I would like to generate a random dictionary starting from an array with 5 elements. That dictionary would represent a planar graph. How can i generate a random dictionary that is a planar graph whose values and keys are the 5 elements of the array? This is what I tried:

q = [0, 1, 2, 3, 4]
d = {i: sample([j for j in q if i != j], randrange(1, len(q) - 1))
     for i in q}

Here is an example of the graph it generates:

{0: [1], 1: [4, 3], 2: [4], 3: [4], 4: [0, 2]}

As you can see, the problem is that it is not creating a proper adjacency matrix (3 is connected with 1 but 1 is not in its adjancey matrix) Some of you suggested me an already asked question, but the answer to that question is pretty complex as it generates a very big planar graph, the thing I’m trying to do here is a simple code that generate a small planar graph with 5 vertices. Keep in mind that the planarity of the graph can always be checked with checkplanarity from networkx, more on that here, the issue I need to solve is the adjacency of the matrix.

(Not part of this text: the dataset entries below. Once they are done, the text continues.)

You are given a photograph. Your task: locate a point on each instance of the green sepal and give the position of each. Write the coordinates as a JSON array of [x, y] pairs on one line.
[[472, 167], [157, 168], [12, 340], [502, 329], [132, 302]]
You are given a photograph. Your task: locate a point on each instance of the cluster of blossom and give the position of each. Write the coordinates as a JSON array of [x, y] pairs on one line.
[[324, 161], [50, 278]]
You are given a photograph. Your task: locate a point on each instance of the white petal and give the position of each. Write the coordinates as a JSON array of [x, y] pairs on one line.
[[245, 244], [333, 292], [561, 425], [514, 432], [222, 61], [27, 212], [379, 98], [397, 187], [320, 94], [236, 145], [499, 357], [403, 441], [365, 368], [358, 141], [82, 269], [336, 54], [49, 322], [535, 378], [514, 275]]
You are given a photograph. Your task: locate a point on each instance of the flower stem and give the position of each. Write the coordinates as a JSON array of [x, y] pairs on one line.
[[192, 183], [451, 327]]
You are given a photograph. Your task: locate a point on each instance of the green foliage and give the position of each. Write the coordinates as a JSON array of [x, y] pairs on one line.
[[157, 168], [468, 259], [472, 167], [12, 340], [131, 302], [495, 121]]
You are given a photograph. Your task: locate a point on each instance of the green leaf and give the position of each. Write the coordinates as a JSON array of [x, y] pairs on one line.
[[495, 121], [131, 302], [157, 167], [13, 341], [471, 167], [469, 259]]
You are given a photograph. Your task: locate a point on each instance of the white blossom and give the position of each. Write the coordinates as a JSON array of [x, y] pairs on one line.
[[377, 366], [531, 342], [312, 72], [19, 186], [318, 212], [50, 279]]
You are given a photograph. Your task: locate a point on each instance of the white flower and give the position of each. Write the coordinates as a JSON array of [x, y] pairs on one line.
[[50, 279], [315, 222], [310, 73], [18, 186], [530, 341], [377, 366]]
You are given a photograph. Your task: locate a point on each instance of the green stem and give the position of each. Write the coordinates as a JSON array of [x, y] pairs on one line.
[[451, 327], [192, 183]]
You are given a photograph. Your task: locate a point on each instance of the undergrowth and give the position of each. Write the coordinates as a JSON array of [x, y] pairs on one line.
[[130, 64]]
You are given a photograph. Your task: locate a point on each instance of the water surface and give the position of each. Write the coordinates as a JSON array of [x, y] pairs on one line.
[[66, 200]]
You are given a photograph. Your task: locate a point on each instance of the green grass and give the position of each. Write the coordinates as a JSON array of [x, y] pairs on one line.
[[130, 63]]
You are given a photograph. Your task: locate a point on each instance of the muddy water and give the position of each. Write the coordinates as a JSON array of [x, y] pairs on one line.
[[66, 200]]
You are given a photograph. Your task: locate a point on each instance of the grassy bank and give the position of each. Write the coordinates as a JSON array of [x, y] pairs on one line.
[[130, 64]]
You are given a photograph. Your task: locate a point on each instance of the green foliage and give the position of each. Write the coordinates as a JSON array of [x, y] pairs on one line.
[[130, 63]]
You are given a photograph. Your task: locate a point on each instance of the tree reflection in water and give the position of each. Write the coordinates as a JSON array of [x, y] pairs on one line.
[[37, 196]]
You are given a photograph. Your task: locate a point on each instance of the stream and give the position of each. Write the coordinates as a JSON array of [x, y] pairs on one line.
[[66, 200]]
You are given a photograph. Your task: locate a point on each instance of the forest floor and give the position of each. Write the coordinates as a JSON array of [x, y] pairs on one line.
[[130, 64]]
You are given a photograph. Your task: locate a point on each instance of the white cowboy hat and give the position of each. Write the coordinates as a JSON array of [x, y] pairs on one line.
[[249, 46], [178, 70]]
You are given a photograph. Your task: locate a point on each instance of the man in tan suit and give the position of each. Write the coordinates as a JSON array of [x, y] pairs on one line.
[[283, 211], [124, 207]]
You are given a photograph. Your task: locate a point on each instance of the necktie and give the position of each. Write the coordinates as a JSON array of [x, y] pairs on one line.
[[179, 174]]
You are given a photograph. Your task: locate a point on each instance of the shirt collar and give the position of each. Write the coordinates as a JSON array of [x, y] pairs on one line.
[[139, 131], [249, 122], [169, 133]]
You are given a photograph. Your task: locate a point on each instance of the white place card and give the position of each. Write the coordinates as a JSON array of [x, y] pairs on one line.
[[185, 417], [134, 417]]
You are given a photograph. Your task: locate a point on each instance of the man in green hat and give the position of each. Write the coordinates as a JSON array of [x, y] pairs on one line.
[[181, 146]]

the reason I'm doing this is to then color the generated graph with four colors using the following function named coloring, and the matrix problem prevents me from coloring it proprely so that same colors never touch. To feed the function coloring with the created graph I do the following:

def coloring(adj, V):
    result = [-1] * V
    result[0] = 0
    available = [False] * V
    # add values to adj matrices
    for y in range(0, V):
        for x in adj[y]:
            if y not in adj[x]:
                adj[x].append(y)

    for u in range(1, V):
        for i in adj[u]:
            if (result[i] != -1):
                available[result[i]] = True
        cr = 0
        while cr < V:
            if (available[cr] == False):
                break

            cr += 1

        result[u] = cr

        for i in adj[u]:
            if (result[i] != -1):
                available[result[i]] = False

    for u in range(V):
        print("Vertex", u, " --->  Color", result[u])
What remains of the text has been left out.